Given the government's record in mistaking harmless cranks, and even some very good people for terrorists, I think it's safe to assume that most, if not all, the "suspicious people" the government harrasses over the next month will be perfectly innocent. I'd like to just express sympathy for those people and lament this administration's incompetence. Except that I'm still thinking about one of the best articles I read last week: Farhad Manjoo's piece in Salon on "Voter terrorism" -- how the Republican Party has spent the past twenty years refining the traditional American craft of keeping minority voters away from the polls. (To put the issue in historical context, read People for the American Way's recent report on voter intimidation, which traces the entire history back to the abandonment of Reconstruction.) Let's see. Immediately before an election, you start a campaign of keeping a close eye on "suspicious people," who, by sheer coincidence, happen to have once supported you but who have turned against you so precipitously that their lack of support could be a factor in some swing states. Read Manjoo's piece on the electoral benefits for Republicans of making people already wary of encounters with the government just a tad more nervous, and see if the attempt to thwart an imagined terrorist plot doesn't fit neatly into the history of vote suppression.Yes, the government is planning to increase surveillance, interviews and arrests on "suspicious people" just ahead of the election. You've got three guesses as to the most likely religion of these "suspicious people" and the first two guesses don't count. Jeanne goes one further in suggesting that it's a voter intimidation strategy.
Stupid and evil.
I have no career to protect (there are some benefits to an unproductive life) and yet even I experience a little twinge at saying that maybe, just maybe, if you have to go to all this effort to invent terrorist threats, the real thing doesn't exist at all. That's not an assertion, just an uncomfortable twinge. But I must say it bears a remarkable resemblance to the twinge I had more than a year ago, looking at all the trumped up evidence of WMDs in Iraq, and thinking, hmmm, if the weapons exist, why the need to make up so much? Some people were certain before the war that there were no WMDs. I think more people now claim to have been certain than really were. But I'll try to be honest and not claim any prescience I didn't really have. I had nagging doubts, but even though I thought the war was a horrible idea, my doubts never overcame my conviction that even the Bushies would not lie so boldly.I've thought for a long time that the same people who brought us the cooked-up "intelligence" on Iraq's WMDs are the ones who are bringing us all the intelligence on alleged terrorist threats. As Jeanne points out, however, there are some things one just isn't supposed to say.

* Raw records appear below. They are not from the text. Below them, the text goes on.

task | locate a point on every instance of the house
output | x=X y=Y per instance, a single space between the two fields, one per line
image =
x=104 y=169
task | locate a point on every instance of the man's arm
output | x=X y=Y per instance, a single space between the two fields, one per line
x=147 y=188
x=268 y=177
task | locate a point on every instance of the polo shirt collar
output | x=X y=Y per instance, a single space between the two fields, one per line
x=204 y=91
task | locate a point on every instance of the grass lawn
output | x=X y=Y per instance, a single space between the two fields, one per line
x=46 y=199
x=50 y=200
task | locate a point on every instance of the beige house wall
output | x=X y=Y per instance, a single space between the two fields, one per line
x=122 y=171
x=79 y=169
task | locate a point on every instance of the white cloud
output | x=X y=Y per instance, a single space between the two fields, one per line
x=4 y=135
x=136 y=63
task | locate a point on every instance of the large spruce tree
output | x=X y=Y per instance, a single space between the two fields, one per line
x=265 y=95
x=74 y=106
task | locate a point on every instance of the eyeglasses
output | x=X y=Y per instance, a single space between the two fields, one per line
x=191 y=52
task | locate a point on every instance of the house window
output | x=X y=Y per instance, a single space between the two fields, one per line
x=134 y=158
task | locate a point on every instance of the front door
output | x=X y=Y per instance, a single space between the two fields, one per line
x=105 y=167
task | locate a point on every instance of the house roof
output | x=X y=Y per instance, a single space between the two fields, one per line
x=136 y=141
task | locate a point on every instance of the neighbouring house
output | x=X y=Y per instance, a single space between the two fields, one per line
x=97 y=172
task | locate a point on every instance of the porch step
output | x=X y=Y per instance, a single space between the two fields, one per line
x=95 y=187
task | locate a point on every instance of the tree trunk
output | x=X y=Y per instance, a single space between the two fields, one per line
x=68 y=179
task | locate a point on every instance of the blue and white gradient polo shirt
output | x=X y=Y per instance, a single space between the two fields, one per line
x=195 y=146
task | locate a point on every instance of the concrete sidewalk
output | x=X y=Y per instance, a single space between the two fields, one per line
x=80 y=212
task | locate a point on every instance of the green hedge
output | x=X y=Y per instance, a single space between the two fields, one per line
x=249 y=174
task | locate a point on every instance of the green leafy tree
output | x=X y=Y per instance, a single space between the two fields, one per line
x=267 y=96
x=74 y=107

Luke Mitchell had an interesting essay in Harper's a few months ago on what it costs us when we make the likelihood and consequences of a terrorist attack something we are not even allowed to question. Is it really necessary to reorganize our entire way of life because of a threat that is remote at best, and perhaps far less likely or devistating than it is politically correct to posit?
I've rarely seen that question asked so directly, which is very odd, considering how fundamental it is.